Quantification of EdU incorporation in smooth muscle, urothelial and BMSCs.
(A-C) Representative confocal images of EdU treated STC bladders stained with anti-calponin (A), anti-CK5 (B) and anti-Sca-1 (C) all in green. All nuclei are stained with DAPI (blue) and EdU incorporation is shown in pink. Quantification of co-localization of EdU+ nuclei with antibody stain. This is indicated on the y-axis as %EdU incorporated. The number shown is the mean number of %EdU+/antibody+ cells divided by the total number of antibody+ cells x100 per section counted. Significance (*) is indicated above bars (P < 0.05).

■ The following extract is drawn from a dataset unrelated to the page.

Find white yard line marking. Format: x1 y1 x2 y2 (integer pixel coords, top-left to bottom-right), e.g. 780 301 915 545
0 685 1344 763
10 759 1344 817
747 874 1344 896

Error bars are standard error of the mean.
Fig 8.
Transcripts associated with regeneration and scarring are expressed in the STC bladder.
(A-D) Quantitative polymerase chain reaction (QPCR) analysis of total RNA isolated from sham operated or STC operated bladders 1wk (7d PS, light blue bars), 2wk (14d PS, green bars), 4 wk, (28d PS, aqua bars) and 8wk (56d PS, dark blue bars). All bars were standardized to the level of GAPDH transcripts in each sample. Bars represent the fold-change relative to sham for each gene. (A) Quantification of representative stem cell and tissue remodeling transcripts: Abbreviations are as follows: CD34-sialomucin; Sca-1-stem cell antigen 1; FN1-fibronectin; MMP2-matrix metalloproteinase 2; LN5-laminin 5; and TNC-tenascin C. (B) Quantification of representative detrusor muscle transcripts: SMM-smooth muscle myosin; SRF-serum response factor; ACTA2-smooth muscle alpha actinin; and P2RX1-purinergic receptor P2X1. (C) Quantification of representative fibrosis transcripts: Col1α1-collagen1 alpha1; Col3α1- collagen3 alpha1; Col7α1-collagen7 alpha1, FSP-1-fibroblast specific protein-1; Vim-vimentin; and ZEB2-zinc finger E-box binding homeobox-2. (D) Quantification of representative neural and urothelial transcripts: NeuN- Hexaribonucleotide Binding Protein-3, NF200-neurofilament 200; UpkII-uroplakin II; Ck5- cytokeratin-5; and SHH-sonic hedgehog. Fold change on graph indicates log2 fold change as determined by the ΔΔCt method. Data for the graphs is found in S2–S5 Tables. Statistical significance was determined by comparing the distribution of ΔCt values for shams versus STC surgery using unpaired Student’s T-Tests. Error bars on ΔΔCt values were calculated using error propagation. Asterisks indicate statistical significance (P < 0.05) as indicated in S2–S5 Tables.
Fig 9.
Inflammatory cell invasion into the regenerating portion of the bladder is characterized by a pro-inflammatory cytokine response.
Tiled confocal images of bladder sections stained with antibodies to CD68 (A-E) and Ly-6B.2 (F-J). Anti-CD68 marks infiltrating macrophages and anti-Ly-6B.2 marks infiltrating neutrophils. Leftmost panels (A, F) are sham bladders. Other panels are from STC surgery and are labeled as above. (K) Representative images of cytokine arrays interrogated with protein isolated from sham surgery bladders (top) and STC surgery bladders (bottom) one week after surgery. Cytokines of interest are indicated next to each set of duplicate spots. (L) Densitometric quantification of images similar to and including those shown in (K). Only bars that demonstrated statistically significant changes (P < 0.05) are shown. Bars are grouped by color: blue bars represent chemokines, purple bars represent Th1 cytokines, yellow bars represent pleiotropic cytokines and red bars represent TIMP and ICAM-1.